TL;DR
This paper introduces a novel learned local descriptor for 2D-3D matching using a dual auto-encoder, demonstrating improved discriminability and robustness across various cross-domain tasks and generalization to single-domain tasks.
Contribution
The paper proposes a dual auto-encoder neural network to learn a shared latent space for 2D and 3D data, along with a new large dataset for training and evaluation.
Findings
Descriptors are more discriminative in shared latent space.
Method outperforms existing approaches in cross-domain matching.

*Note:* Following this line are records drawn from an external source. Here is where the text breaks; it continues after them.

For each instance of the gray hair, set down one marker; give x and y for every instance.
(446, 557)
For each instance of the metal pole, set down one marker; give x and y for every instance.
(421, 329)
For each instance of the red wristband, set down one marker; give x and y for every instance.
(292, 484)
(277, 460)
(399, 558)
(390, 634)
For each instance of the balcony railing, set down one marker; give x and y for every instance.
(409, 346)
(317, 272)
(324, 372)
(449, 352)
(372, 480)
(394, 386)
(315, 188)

Model generalizes well to 2D-only and 3D-only tasks.
Abstract
In this work, we present a novel method to learn a local cross-domain descriptor for 2D image and 3D point cloud matching. Our proposed method is a dual auto-encoder neural network that maps 2D and 3D input into a shared latent space representation. We show that such local cross-domain descriptors in the shared embedding are more discriminative than those obtained from individual training in 2D and 3D domains. To facilitate the training process, we built a new dataset by collecting millions of 2D-3D correspondences with various lighting conditions and settings from publicly available RGB-D scenes. Our descriptor is evaluated in three main experiments: 2D-3D matching, cross-domain retrieval, and sparse-to-dense depth estimation. Experimental results confirm the robustness of our approach as well as its competitive performance not only in solving cross-domain tasks but also…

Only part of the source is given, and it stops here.